Even in Death, BostonNOW Gets it Wrong
Admittedly, it is bad karma to laugh when a print publication goes down, considering the likelihood that, at some point reasonably soon, every print journalist in Boston will be out of work. But let’s see you read the appallingly self-aggrandizing (and factually inaccurate) farewell letter NOW posted on its site today, and not start taking some cheap shots.
“BostonNOW’s editorial content,” reads the un-bylined story, “especially its strong local reporting, has been picked up dozens of times by Boston’s paid dailies and TV outlets. The Economist magazine lauded BostonNOW in January as one of the finest free dailies in the United States.”
Hmm, we thought, as we read this. Sounds a little suspicious.
So, we found the 358-word Economist piece (titled “Reading the Metro“), and indeed, found that the estimable English magazine used only the most, er, glowing terms to describe the upstart NOW: “Metro‘s papers may not be giving American readers what they want. AM New York, a free daily that competes with Metro New York, has done well by focusing on local coverage. The newer BostonNOW is attempting to do the same thing.”

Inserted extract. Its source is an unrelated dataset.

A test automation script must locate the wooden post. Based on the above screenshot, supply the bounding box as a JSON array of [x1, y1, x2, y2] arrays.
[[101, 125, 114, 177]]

As for NOW being cited dozens of times by the dailies, that doesn’t seem to be right either. A Nexis search turns up four results for “BostonNOW” and none of them refer to a story NOW has broken, or to content provided by the paper. There are a couple of stories about the paper as a business, but not so much as a source of news or content. We can’t speak to TV, but this seems to be a case of NOW harboring a sense of self-importance that verges on, let’s say, “the Scientological.” (And it’s not the first time.)
And as if they hadn’t laid it on thick enough, here’s the kicker:
“Management’s primary concern right now is to help its suddenly displaced employees, who from scratch have created one of the most respected new dailies in the USA, find good newspaper and media work as soon as possible. A series of interviews, both on premises and off, are being set up with local media companies.”
… additionally, FEMA is being called in to help cope with this immense tragedy.